Звуки все до единого стихли, будто праздник закончился в одночасье, будто город исчез, стертый с лица земли. И все вокруг замедлилось, стало топким и душным.
– Кай не умрет: в нем осколок, – тихо, но уверенно раздалось сзади, и Моране не было нужды оборачиваться, чтобы понять, кто стоит за ее спиной. – Быть может, мы не бессмертны, но уж точно не какому-то фавну нас убивать.
– У «какого-то фавна» родовой кинжал, заговоренный верховной ведьмой, – процедила Морана, позволяя презрению и ненависти литься через край. – Ты права, благодаря осколку Кай не умрет, как умер бы в мгновение всякий, но без помощи ведьмы, заговорившей кинжал, будет годами истекать кровью.

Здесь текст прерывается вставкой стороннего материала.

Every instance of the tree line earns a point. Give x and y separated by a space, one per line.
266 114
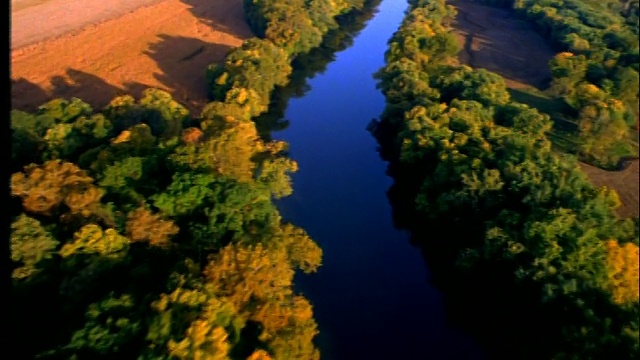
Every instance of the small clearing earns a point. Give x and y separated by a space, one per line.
493 39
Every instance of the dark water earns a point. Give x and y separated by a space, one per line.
371 297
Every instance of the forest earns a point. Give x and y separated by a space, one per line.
141 230
514 232
179 206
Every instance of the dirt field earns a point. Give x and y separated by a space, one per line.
625 183
494 40
115 50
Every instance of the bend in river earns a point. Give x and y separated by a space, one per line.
371 297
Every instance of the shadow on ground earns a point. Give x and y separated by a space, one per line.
183 62
27 96
223 18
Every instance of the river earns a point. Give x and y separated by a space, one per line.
372 298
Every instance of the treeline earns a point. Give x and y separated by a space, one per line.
141 231
596 70
529 253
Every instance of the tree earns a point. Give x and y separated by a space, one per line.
30 244
45 188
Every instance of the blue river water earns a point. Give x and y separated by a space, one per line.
371 297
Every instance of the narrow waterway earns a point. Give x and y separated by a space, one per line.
371 298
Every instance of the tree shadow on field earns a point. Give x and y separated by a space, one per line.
225 16
27 96
183 63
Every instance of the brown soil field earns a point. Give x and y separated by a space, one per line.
167 44
493 39
625 182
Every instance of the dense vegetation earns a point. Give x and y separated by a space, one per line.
141 231
517 237
595 73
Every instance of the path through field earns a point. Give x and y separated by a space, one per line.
494 40
98 49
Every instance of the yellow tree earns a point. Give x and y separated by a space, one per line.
43 188
143 225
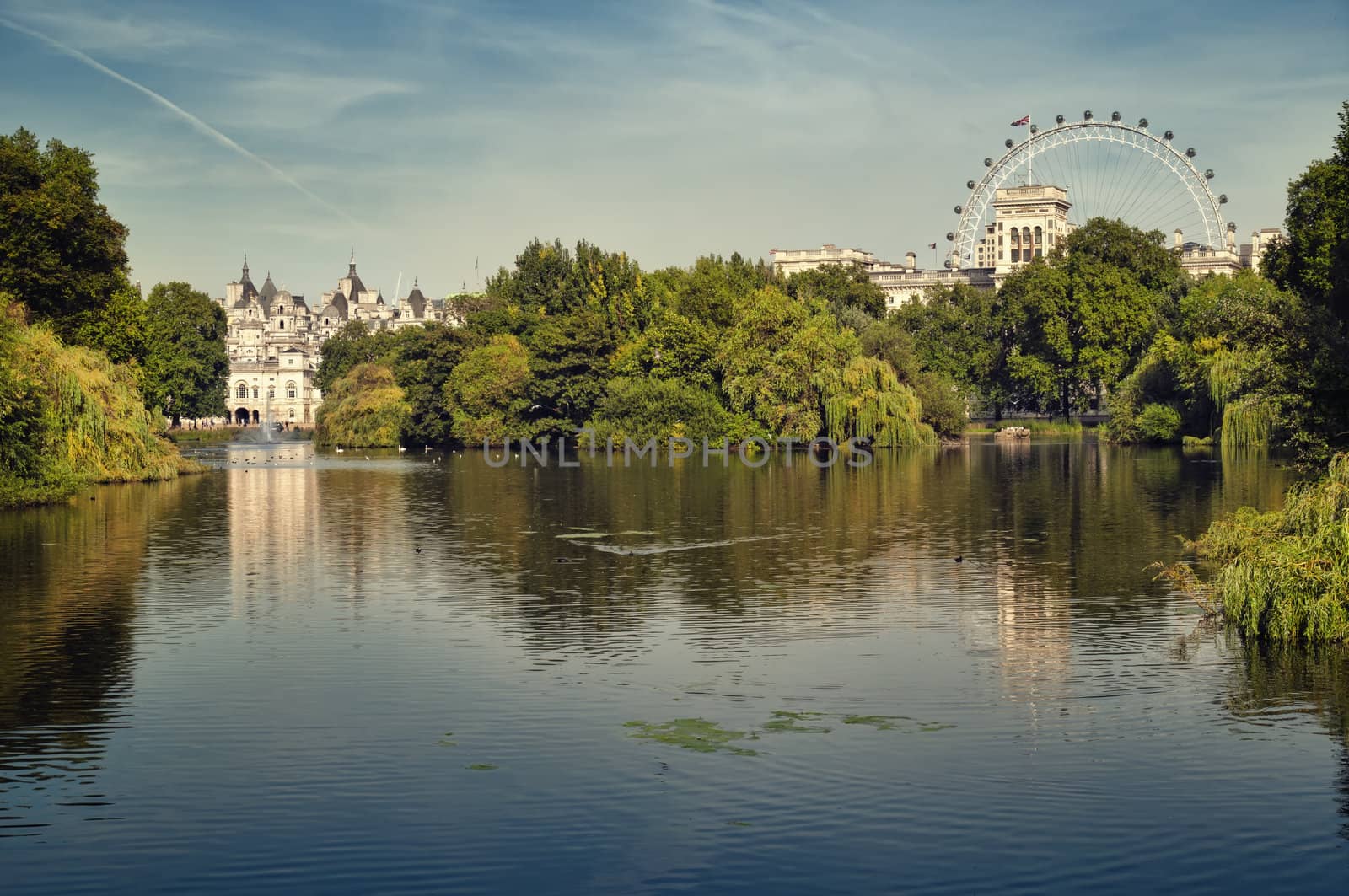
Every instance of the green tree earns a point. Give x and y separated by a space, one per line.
487 393
186 366
1313 260
350 346
644 408
363 409
422 362
570 366
61 253
118 328
674 347
543 280
779 358
868 401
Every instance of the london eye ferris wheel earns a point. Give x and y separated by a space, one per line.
1110 169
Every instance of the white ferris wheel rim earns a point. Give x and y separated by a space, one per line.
1088 130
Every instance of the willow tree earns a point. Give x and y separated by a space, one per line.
868 401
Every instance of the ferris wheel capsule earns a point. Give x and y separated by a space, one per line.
1160 195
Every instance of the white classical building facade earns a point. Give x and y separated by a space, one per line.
1029 223
276 341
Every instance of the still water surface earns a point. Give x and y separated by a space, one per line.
335 673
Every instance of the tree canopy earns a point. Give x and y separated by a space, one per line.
61 251
186 368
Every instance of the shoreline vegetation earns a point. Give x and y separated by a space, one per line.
71 419
1281 575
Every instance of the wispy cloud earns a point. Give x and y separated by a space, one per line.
179 111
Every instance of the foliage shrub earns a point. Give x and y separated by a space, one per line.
1159 422
69 417
363 409
663 409
869 401
1282 575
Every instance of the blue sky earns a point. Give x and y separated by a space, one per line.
433 134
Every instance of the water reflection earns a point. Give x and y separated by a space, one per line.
293 637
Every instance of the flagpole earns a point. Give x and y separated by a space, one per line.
1029 166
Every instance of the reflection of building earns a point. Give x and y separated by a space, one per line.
1029 222
1034 632
276 339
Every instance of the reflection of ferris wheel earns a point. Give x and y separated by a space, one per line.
1110 169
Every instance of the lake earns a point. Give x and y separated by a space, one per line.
405 673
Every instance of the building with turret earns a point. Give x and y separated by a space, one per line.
276 341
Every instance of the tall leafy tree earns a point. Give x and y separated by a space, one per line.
1313 260
186 366
840 285
570 361
487 393
61 253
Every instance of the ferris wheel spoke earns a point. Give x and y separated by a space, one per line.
1137 179
1128 180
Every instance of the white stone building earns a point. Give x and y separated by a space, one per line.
276 341
1029 223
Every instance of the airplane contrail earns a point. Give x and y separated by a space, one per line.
181 112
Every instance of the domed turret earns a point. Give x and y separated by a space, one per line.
416 301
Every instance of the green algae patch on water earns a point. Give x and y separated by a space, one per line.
786 721
691 734
879 722
935 727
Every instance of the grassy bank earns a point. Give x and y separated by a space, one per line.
1282 575
204 436
71 417
363 409
1035 426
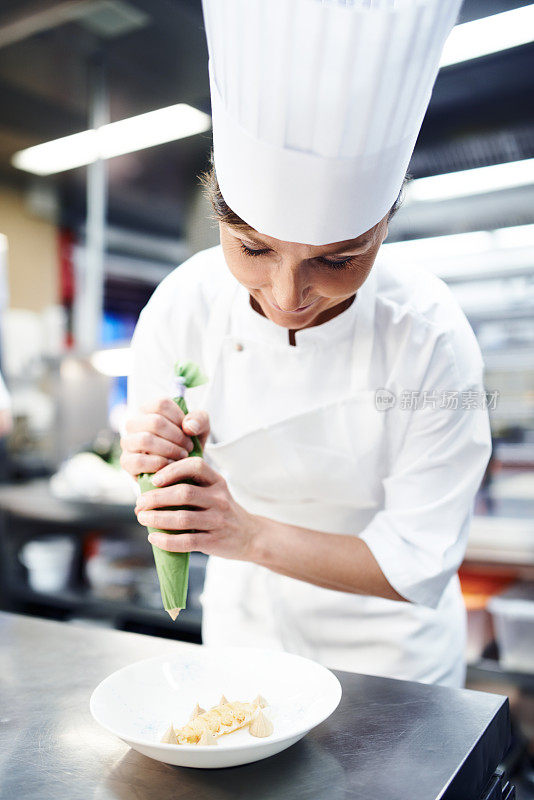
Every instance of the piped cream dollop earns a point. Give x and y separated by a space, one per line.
169 737
196 711
261 726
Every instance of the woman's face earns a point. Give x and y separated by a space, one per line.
300 285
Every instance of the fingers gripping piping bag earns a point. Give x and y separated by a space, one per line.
173 568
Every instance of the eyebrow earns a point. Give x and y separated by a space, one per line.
356 247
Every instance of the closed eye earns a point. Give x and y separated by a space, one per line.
336 264
251 252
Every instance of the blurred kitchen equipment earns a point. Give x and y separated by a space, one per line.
513 614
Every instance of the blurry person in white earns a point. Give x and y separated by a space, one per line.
335 530
6 420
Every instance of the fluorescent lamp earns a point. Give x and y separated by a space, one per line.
114 139
489 35
462 244
472 181
114 362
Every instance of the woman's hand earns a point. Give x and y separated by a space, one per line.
158 436
222 527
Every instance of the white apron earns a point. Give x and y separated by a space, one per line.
323 470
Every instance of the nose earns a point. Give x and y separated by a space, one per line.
288 290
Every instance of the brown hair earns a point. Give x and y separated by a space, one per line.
223 213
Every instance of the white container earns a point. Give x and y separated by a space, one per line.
48 562
513 614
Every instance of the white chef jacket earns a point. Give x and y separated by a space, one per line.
425 355
5 400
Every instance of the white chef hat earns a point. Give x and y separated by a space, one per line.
317 105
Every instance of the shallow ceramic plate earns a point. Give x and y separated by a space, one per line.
138 703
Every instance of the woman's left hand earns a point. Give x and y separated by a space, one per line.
222 527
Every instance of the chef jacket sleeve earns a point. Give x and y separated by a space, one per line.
420 536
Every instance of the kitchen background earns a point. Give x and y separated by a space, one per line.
82 248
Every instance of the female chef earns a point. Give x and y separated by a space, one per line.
335 496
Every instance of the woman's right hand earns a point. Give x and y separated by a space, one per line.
158 435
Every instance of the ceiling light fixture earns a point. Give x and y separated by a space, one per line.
472 181
487 35
462 244
115 139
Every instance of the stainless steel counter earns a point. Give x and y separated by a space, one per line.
388 740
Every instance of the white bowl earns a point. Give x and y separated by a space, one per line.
138 703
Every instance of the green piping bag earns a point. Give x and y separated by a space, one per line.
173 568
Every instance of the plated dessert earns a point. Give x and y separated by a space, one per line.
206 727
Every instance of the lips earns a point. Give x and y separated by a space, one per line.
297 310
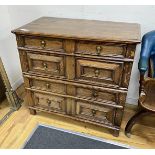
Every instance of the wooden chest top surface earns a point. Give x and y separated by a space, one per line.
82 29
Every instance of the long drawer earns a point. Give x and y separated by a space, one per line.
49 102
99 95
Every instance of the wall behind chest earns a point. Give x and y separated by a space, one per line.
20 15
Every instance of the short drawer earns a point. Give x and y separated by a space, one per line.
102 96
101 49
50 102
107 72
43 85
46 64
44 43
95 113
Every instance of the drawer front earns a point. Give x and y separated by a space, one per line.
95 113
44 43
52 65
103 96
50 102
101 49
48 86
107 72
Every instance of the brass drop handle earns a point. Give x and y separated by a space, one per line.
98 50
47 85
45 65
43 43
97 72
94 112
48 102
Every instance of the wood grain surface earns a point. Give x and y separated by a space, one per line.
82 29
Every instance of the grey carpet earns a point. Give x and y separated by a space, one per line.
49 138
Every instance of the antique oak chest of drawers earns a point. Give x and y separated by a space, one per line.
77 68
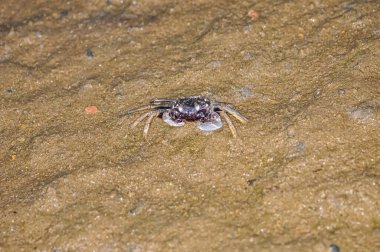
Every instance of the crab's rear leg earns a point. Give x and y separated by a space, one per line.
229 122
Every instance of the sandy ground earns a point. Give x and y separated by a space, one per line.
303 173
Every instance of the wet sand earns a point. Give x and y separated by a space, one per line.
302 174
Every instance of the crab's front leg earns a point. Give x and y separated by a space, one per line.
210 125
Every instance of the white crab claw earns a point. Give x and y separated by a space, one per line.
170 121
215 124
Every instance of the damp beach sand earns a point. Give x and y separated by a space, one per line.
302 175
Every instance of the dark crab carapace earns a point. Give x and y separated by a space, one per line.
176 112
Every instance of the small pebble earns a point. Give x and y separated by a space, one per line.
248 56
89 54
253 15
334 248
91 110
137 209
244 92
363 112
251 181
215 64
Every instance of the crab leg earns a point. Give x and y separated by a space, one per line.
229 122
149 121
227 107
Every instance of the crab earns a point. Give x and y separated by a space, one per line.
176 112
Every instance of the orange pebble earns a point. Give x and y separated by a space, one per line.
91 110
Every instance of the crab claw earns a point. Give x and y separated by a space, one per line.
214 124
166 117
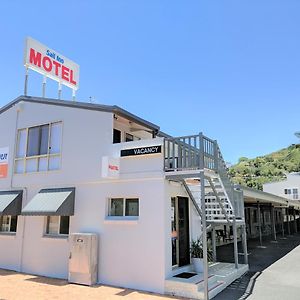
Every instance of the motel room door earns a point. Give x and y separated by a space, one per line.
180 231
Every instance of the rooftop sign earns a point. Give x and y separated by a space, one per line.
50 63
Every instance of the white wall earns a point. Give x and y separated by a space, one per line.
131 253
277 188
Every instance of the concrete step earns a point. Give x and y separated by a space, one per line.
220 276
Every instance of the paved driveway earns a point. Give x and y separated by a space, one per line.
16 286
274 271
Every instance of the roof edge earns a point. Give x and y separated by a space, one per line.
82 105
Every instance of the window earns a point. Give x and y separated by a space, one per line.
38 148
293 192
57 225
120 207
8 223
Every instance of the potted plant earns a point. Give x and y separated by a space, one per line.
197 255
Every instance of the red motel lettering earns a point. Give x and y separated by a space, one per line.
36 58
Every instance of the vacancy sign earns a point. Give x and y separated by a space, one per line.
4 162
50 63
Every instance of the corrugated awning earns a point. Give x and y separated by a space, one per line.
10 202
51 202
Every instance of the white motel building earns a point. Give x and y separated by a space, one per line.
72 167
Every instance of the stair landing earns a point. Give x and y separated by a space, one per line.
220 276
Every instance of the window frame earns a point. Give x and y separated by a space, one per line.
124 216
9 231
56 234
37 158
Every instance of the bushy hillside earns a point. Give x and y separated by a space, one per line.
272 167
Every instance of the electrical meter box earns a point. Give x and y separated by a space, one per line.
83 259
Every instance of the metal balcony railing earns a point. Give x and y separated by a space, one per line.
193 151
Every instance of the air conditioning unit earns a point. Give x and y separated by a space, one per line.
83 259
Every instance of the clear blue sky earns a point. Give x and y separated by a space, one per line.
228 68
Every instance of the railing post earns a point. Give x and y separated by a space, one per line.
216 156
244 236
213 239
203 218
235 245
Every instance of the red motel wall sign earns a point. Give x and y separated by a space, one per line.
4 162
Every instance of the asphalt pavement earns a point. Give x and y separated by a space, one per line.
274 270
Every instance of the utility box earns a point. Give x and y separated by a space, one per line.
83 259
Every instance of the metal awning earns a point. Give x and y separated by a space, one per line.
10 202
51 202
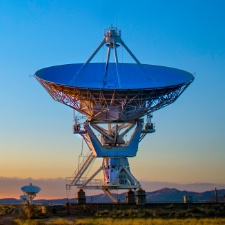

Ни живой и ни мертвый.
– Что за ведьма? – с нажимом спросила Герда, и голос ее наконец привлек внимание Ирвина.
– Каджу.
Мгновение – и Герда рванула вперед. Ирвин только и успел, что вздрогнуть, а родовой кинжал, который он так и не выпустил из пальцев, уже оказался прижат к его шее.
Макушкой Герда не доставала Ирвину даже до плеч, но сил в ней было немерено, а одного взгляда хватило, чтобы Ирвин замер, скованный магией, и лицо его, ставшее похожим на камень, обезобразили глубокие трещины.
– Исцели Кая! – приказала Герда, но в сторону Мораны не повернулась. Так и сверлила взглядом лицо Ирвина да надавливала на его руку, державшую кинжал, пока из-под него густой струей не потекла дымящаяся на холоде кровь. – Делай, что говорю. А то ведь могу и убить твоего рогатого дружка.
– Ты столько раз лишала меня силы, с чего ты взяла, что я смогу теперь врачевать? И уж точно не мне тягаться с заговоренным кинжалом. Найди Каджу, она неподалеку, на празднике – кроме нее, никто не сумеет помочь.
Герда рыкнула коротко и зло. Позволила кинжалу упасть на землю и взмахом руки отшвырнула Ирвина в сторону: тот с грохотом ударился о стену, будто каменная статуя, да так и остался в той позе, в какой Герда заставила его замереть. Но Моране отчего-то было его не жаль: Ирвин сам навлек на себя беду, пусть сам и отвечает.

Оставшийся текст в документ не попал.